I discovered The Groundhogs first through their 1972 album Who Will Save The World? The Mighty Groundhogs. I must’ve picked it up in high school at my local treasure trove, Sound Exchange, in the heart of Montrose, the coolest area of Houston to a young girl in search of hedonism. As was usual in this pre-internet era, I bought the record for the cover, I was obsessed with comics at the time, particularly Love & Rockets, Eightball, Hate - all the Fantagraphics classics - so The Groundhogs spoke to that obsession, though musically, I can’t recall what that album even sounds like.

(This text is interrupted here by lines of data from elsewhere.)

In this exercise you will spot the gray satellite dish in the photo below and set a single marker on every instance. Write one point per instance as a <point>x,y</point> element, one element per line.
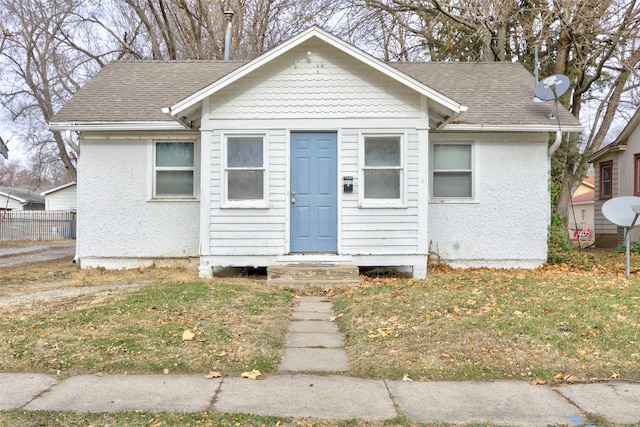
<point>550,88</point>
<point>623,211</point>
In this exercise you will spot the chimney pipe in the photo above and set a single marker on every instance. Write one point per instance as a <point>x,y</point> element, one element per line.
<point>227,39</point>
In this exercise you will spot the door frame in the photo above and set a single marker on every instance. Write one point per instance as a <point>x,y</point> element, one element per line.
<point>338,134</point>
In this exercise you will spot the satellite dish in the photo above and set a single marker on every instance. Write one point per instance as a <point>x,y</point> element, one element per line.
<point>622,211</point>
<point>550,88</point>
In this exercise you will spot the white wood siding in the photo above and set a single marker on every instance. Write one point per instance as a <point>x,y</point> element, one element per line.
<point>377,231</point>
<point>311,82</point>
<point>246,231</point>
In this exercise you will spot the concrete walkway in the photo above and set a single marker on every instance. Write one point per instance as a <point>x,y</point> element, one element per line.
<point>314,343</point>
<point>314,347</point>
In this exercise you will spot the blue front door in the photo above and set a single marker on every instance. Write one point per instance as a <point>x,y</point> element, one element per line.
<point>314,192</point>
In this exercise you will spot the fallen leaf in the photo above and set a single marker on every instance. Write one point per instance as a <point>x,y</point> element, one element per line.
<point>188,335</point>
<point>251,375</point>
<point>337,316</point>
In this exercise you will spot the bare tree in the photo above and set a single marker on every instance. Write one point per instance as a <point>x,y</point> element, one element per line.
<point>47,54</point>
<point>195,29</point>
<point>594,42</point>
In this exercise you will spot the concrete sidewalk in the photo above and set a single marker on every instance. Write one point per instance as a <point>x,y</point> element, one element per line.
<point>515,403</point>
<point>307,386</point>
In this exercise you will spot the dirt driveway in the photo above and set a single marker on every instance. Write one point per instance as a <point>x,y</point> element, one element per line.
<point>22,253</point>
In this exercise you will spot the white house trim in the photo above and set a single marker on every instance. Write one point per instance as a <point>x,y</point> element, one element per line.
<point>116,126</point>
<point>499,128</point>
<point>182,107</point>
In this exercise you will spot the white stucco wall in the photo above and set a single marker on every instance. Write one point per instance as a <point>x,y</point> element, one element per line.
<point>506,224</point>
<point>119,225</point>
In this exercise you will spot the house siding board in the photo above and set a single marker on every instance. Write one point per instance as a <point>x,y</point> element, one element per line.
<point>249,231</point>
<point>608,234</point>
<point>129,225</point>
<point>504,226</point>
<point>329,85</point>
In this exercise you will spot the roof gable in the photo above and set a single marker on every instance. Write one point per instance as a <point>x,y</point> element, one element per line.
<point>139,95</point>
<point>620,143</point>
<point>442,106</point>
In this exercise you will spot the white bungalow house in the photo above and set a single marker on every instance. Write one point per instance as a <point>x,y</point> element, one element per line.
<point>617,173</point>
<point>314,152</point>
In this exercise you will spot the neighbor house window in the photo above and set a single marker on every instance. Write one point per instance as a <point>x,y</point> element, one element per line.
<point>174,169</point>
<point>245,171</point>
<point>636,174</point>
<point>606,180</point>
<point>452,171</point>
<point>382,168</point>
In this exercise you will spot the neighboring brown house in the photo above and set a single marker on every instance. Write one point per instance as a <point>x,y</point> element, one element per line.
<point>580,212</point>
<point>617,173</point>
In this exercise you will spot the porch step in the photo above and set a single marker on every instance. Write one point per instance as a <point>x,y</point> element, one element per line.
<point>307,276</point>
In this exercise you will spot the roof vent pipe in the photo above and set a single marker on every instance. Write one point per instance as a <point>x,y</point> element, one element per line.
<point>227,38</point>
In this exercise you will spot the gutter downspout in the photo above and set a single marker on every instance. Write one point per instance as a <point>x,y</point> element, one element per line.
<point>227,38</point>
<point>556,143</point>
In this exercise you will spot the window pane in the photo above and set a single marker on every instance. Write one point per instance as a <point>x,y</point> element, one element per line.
<point>245,185</point>
<point>244,152</point>
<point>174,183</point>
<point>451,156</point>
<point>382,151</point>
<point>382,184</point>
<point>174,154</point>
<point>452,184</point>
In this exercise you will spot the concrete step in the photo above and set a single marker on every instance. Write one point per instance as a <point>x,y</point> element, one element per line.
<point>307,276</point>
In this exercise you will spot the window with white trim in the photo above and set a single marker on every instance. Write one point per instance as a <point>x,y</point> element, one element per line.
<point>452,171</point>
<point>245,173</point>
<point>383,168</point>
<point>174,170</point>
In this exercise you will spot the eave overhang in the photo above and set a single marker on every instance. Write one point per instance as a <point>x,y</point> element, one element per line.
<point>454,109</point>
<point>457,127</point>
<point>117,126</point>
<point>609,149</point>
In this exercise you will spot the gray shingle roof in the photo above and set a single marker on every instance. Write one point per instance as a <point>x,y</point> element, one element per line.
<point>23,196</point>
<point>138,90</point>
<point>496,93</point>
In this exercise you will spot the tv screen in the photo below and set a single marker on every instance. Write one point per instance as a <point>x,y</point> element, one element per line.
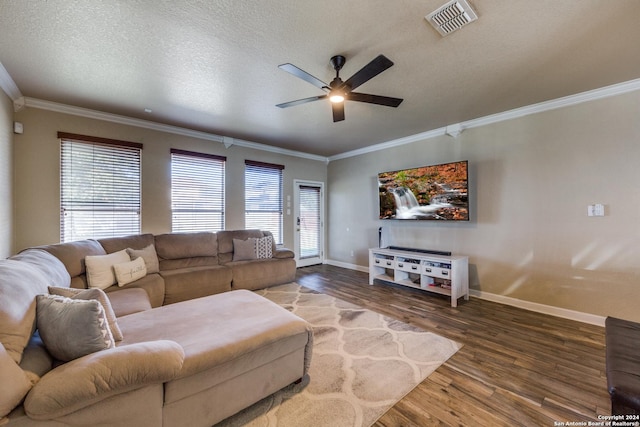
<point>437,192</point>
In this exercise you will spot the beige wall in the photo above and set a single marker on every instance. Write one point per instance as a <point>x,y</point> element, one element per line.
<point>6,175</point>
<point>37,189</point>
<point>531,180</point>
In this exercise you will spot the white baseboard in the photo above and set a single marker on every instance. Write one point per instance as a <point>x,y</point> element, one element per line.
<point>541,308</point>
<point>346,265</point>
<point>514,302</point>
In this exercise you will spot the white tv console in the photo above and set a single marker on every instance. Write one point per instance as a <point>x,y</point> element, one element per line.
<point>446,275</point>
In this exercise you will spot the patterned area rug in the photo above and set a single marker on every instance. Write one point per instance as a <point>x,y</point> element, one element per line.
<point>363,363</point>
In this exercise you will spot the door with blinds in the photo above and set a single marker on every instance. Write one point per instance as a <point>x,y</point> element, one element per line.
<point>309,222</point>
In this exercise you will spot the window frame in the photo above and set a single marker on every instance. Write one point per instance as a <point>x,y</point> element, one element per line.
<point>215,166</point>
<point>95,158</point>
<point>263,173</point>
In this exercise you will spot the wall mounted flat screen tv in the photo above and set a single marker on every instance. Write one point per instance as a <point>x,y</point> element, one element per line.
<point>438,192</point>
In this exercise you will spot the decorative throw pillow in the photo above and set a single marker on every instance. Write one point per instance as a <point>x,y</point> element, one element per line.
<point>100,268</point>
<point>244,249</point>
<point>149,256</point>
<point>15,383</point>
<point>72,328</point>
<point>131,271</point>
<point>264,247</point>
<point>97,294</point>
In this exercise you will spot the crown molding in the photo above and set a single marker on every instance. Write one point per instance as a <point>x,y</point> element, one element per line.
<point>567,101</point>
<point>8,85</point>
<point>177,130</point>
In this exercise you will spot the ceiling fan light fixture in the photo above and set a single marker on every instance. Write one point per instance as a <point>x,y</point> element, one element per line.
<point>336,97</point>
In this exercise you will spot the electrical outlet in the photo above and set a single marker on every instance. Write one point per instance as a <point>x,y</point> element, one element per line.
<point>595,210</point>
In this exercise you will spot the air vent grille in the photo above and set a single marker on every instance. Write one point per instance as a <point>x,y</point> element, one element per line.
<point>451,17</point>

A few years later while attending University Of Texas, I discovered The Groundhogs’ Split at the Austin branch of Sound Exchange. The staff in Austin weren’t as knowledgeable or as friendly as the Houston crew so I was left completely on my own, which worked well with my lunch break schedule as I was able to visit the shop on a near daily basis and get first dibs on the used records passing through the store. No matter what, I’d search every genre bin every time, because there were always sneaky customers like myself who would hide records in sections you thought no one bothered with so you could come back and pick them up later when you had a bit more cash.

Split was in the discounted section and it was once again the cover that immediately drew me in. It spoke to the pre-teen me who had been initiated into rock’s sexual power through my uncle’s eight-track and heavy metal vinyl collection. That was in Welch, West Virginia, so his record collection wasn’t massive, pretty much the only place in town to pick up records and tapes was Murphy’s, a general store like Woolworths where the music options were limited, though you could fill up on ‘80s confectionary and even buy a live monkey (no joke). Perhaps the small nature of his collection meant I poured over every release to such a degree that I always found some sort of magic that seemed perfectly keyed to me, Heather Leigh. Ted Nugent’s Scream Dream was always at the front of the stack though I hated the music except Wango Tango, yet I found the grotesque cover strangely alluring, the way Nugent’s arms morphed into the guitar and all those bulging veins. AC/DC’s If You Want Blood, You’ve Got It featured photos of Angus Young being impaled by his guitar which I took as 100% real.

So staring at Split for the first time hit my pre-teen G spot. I was drawn in further by the fact that all three musicians had their eyes closed in ecstasy. The live action shot on the back confused me, was this actually a live record? I loved the ambiguity of it all. The cover looked like a reflective pool, a sound mirror exaggerated by the laminated sleeve. I was desperate to listen to it immediately but that would mean testing it on the shop’s only record player that blasted through the whole store, and a week previously while checking out a few Jimmie Rodgers records, a woman and her young son had left in a rage and the chick behind the counter told me they’d never had anyone complain so angrily.

So I picked it up along with Harry Partch’s Delusion Of The Fury, clocking that the first side of The Groundhogs was the album’s title split into 4 pieces; was this also a conceptual record with an avant-garde nod? Blasting it alone at home I thought, 'Now this is a guitar sound that delivers on the promise.' The searing guitar on Split along with Tony McPhee’s smeared vocals, elevated the group above an average white blues band and made them seem a hell of a lot weirder than ZZ Top (who to be fair were so ubiquitous in Texas that it took me some years away from the state to recognise their genius). I rate McPhee’s playing close to Hendrix, just pure sex electric, the body as instrument with a perfect fuzz tone.

It’s a record I put on to energise. Any time of day it works instantly to brighten whatever space you’re in. The definition of a mood brightener. The last occasion was just a few weeks ago. I live in a top floor tenement flat and unusually, a squirrel was scaling the neighbouring roof precariously until he tumbled into the gutters. As ‘Cherry Red’ played, he slid down the long black pipe on the side of the building, stopping on a window sill here and there along the way to avoid splatting to the bottom in one swoop, his movements seemed perfectly timed to the music or rather this record is so supremely psychedelic that it echoes its environment, the shimmering blades of sound bouncing and reflecting off of every surface.

This is a huge sound for a trio and a rock record you can really dance to. The slowed down guitar invokes the sounds of another childhood favourite of mine, The Chilling, Thrilling, Sound of The Haunted House and every time I hear ‘Junkman’, it reminds me of MEV’s Leave The City. The trio went as far out as possible only to come back in. Is Split the sound of a man losing his mind? “I can't accept life isn't a dream, it doesn't seem real any more.” I feel you, McPhee!